Приглядываюсь. Лу, стало быть. Из Лукерьи перелицевалась в Лу. Оно и понятно. Быть Лушей – женой журналиста-международника неблагозвучно. Уж больно несет даже не советской, а сиволапой Русью. Зато Лу… Заокеанская жизнь пошла ей впрок. Она утратила всю русопятость и превратилась в образцовый экземпляр молодой американки: ни грамма лишнего жира, первосортное упругое мясо, обтянутое шелковистой белой кожей. С лица сошло наивное бесстыдство, подтянулось, стало суше, мягко обозначились высокие скулы, карий взгляд из-под влажных ресниц спокойный, уверенный в своей силе. Пожирательница.

Улыбнулась краешками изогнутых ненамазанных губ:

– Изменилась?

Я тоже улыбаюсь:

– Любуюсь.

Томас вздохнул не то с сожалением, не то с осуждением:

– Штаты хоть кого изменят.

– Как жилось? – спрашиваю Лу.

У ее губ образовалась насмешливая складочка:

– Как тамошним людям.

Томас отхлебнул водки:

– Люди людям рознь. Рай для богатых, ад для бедных

Лу махнула в его сторону узкой ладонью:

– Помалкивай. Там, по крайней мере, бабы не давятся в очередях за колбасой и за сосисками, железнодорожные шпалы не кладут и асфальт не стелют. – И с презрением: – Врешь в своей писанине ну просто бессовестно.

Петр с усмешкой в узких глазах:

– Кто писал не знаю, а я, дурак, читаю.

Томас, не теряя добродушия, сыну:

– А ты вообще ни черта не знаешь про западную жизнь. Там вам воображается рай. Но рай – горький.

Я внутренне улыбаюсь:

– Слушай, Троша, а чем кончалась та история в Центральном парке в Нью-Йорке?

Лицо Томаса приняло чеканное выражение:

– Какая история?

– Когда тебя негры к дереву привязали, обобрали и обоссали, – говорю.

Глаза Петьки вспыхнули весельем:

– Да ну?

Томас стал разминать пальцами хлебный мякиш и жестко:

– Одна из грязных провокаций ЦРУ. Советский журналист им как бельмо на глазу. И хватит об этом. – С удовольствием закурил «Беломор». – Хорошо дома.

Лу потрогала мизинцем прямой носик:

– Фотография все газеты обошла. Американские журналисты проходу не давали. Пришлось уехать.

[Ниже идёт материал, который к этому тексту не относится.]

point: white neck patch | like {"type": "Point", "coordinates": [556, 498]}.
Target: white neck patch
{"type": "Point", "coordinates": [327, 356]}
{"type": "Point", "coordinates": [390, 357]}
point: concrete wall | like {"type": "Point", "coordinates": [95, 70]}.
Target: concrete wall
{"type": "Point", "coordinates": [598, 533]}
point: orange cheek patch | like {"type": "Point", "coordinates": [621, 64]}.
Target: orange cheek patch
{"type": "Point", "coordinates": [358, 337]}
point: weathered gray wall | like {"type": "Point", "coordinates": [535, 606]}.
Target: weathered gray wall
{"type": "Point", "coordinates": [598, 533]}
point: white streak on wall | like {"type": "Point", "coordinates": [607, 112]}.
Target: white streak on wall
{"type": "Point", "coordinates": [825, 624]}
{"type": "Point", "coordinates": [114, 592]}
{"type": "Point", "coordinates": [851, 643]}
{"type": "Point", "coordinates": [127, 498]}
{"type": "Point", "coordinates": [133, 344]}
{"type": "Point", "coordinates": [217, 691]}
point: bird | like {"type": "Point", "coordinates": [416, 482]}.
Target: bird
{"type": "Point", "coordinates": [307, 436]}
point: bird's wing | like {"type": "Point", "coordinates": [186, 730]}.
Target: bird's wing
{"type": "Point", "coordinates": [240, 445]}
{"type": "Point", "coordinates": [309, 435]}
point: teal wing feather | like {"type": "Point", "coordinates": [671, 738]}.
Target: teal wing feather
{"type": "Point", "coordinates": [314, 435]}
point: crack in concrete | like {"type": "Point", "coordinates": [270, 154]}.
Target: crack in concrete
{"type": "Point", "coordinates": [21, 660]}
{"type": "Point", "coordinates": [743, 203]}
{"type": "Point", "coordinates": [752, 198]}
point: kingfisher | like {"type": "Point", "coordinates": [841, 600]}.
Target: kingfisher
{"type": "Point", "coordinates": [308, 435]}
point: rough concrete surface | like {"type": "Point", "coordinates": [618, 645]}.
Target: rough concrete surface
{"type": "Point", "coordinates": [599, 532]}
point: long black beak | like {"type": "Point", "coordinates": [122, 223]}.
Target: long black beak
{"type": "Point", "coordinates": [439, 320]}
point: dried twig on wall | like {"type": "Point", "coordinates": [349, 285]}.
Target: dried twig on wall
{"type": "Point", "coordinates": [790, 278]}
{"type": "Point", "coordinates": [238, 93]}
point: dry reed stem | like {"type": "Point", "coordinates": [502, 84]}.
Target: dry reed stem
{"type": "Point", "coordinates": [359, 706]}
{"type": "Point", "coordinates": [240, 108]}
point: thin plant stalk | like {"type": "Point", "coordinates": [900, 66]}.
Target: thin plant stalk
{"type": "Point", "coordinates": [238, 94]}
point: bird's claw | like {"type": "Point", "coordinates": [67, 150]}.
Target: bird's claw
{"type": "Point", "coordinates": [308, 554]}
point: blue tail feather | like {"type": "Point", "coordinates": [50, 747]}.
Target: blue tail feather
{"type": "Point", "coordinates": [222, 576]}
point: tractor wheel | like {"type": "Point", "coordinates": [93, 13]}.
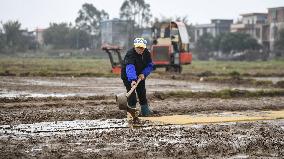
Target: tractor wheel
{"type": "Point", "coordinates": [178, 69]}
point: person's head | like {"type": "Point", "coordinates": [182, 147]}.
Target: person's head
{"type": "Point", "coordinates": [139, 45]}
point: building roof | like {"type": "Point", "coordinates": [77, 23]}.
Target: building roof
{"type": "Point", "coordinates": [252, 14]}
{"type": "Point", "coordinates": [277, 8]}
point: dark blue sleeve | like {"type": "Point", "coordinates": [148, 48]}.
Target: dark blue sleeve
{"type": "Point", "coordinates": [131, 72]}
{"type": "Point", "coordinates": [148, 69]}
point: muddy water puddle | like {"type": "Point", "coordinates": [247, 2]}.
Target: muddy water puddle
{"type": "Point", "coordinates": [218, 117]}
{"type": "Point", "coordinates": [88, 125]}
{"type": "Point", "coordinates": [92, 86]}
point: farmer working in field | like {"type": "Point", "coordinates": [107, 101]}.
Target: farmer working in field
{"type": "Point", "coordinates": [137, 64]}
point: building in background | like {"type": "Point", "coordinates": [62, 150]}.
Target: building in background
{"type": "Point", "coordinates": [276, 23]}
{"type": "Point", "coordinates": [39, 36]}
{"type": "Point", "coordinates": [216, 27]}
{"type": "Point", "coordinates": [117, 32]}
{"type": "Point", "coordinates": [252, 24]}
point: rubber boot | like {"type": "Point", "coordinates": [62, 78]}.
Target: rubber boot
{"type": "Point", "coordinates": [132, 111]}
{"type": "Point", "coordinates": [145, 110]}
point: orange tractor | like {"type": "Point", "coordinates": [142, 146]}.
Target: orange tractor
{"type": "Point", "coordinates": [169, 49]}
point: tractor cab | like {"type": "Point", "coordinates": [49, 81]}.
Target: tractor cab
{"type": "Point", "coordinates": [170, 48]}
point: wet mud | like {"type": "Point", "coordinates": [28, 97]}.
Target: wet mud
{"type": "Point", "coordinates": [93, 127]}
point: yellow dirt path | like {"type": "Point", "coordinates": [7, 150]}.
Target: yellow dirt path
{"type": "Point", "coordinates": [217, 117]}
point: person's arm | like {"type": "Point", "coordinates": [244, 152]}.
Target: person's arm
{"type": "Point", "coordinates": [149, 68]}
{"type": "Point", "coordinates": [130, 68]}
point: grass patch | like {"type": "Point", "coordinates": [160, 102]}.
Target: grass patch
{"type": "Point", "coordinates": [244, 68]}
{"type": "Point", "coordinates": [54, 67]}
{"type": "Point", "coordinates": [101, 67]}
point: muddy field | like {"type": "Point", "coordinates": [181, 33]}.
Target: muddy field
{"type": "Point", "coordinates": [78, 118]}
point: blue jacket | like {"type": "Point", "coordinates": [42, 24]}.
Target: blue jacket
{"type": "Point", "coordinates": [135, 64]}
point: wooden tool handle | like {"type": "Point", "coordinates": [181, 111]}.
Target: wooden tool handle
{"type": "Point", "coordinates": [133, 88]}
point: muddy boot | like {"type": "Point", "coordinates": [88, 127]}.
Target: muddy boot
{"type": "Point", "coordinates": [132, 111]}
{"type": "Point", "coordinates": [145, 110]}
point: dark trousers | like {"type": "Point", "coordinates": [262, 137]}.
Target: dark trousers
{"type": "Point", "coordinates": [141, 92]}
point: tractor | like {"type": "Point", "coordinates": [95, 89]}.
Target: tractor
{"type": "Point", "coordinates": [170, 47]}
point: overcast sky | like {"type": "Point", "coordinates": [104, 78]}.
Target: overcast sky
{"type": "Point", "coordinates": [39, 13]}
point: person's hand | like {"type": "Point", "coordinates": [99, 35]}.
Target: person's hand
{"type": "Point", "coordinates": [141, 76]}
{"type": "Point", "coordinates": [133, 83]}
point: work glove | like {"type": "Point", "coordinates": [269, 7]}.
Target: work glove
{"type": "Point", "coordinates": [141, 76]}
{"type": "Point", "coordinates": [133, 83]}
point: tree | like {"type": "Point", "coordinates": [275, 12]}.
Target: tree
{"type": "Point", "coordinates": [279, 43]}
{"type": "Point", "coordinates": [56, 35]}
{"type": "Point", "coordinates": [89, 18]}
{"type": "Point", "coordinates": [136, 10]}
{"type": "Point", "coordinates": [2, 40]}
{"type": "Point", "coordinates": [78, 39]}
{"type": "Point", "coordinates": [64, 36]}
{"type": "Point", "coordinates": [204, 46]}
{"type": "Point", "coordinates": [13, 34]}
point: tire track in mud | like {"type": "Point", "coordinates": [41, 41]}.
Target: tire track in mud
{"type": "Point", "coordinates": [57, 109]}
{"type": "Point", "coordinates": [249, 139]}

– Хватит об этом, – холодно сказал ей Томас.

Да, отношения между красавицей Лу и моим братцем, сложные, думаю.

Между столиков развалистой хозяйской походкой прошелся пушистый чернющий кот Михей, постоялец кухни. Около нас задержался, чуть кивнул мне квадратной головой, как старому знакомому, упористо сел на попку и мигнул Лу зеленым с яркой искрой глазом. Сведя к переносице широкие темные брови, Лу внимательно смотрела в его глаза:

– Похоже, этот кот слишком много знает.

Поглаживаю Михея по спине:

– Он не знает того, что знают люди, а люди не знают того, что знает он.

– Кто? – спросил Томас.

– Кот, – отвечаю.

– Вы большой шутник, дядюшка, – сказал Петр.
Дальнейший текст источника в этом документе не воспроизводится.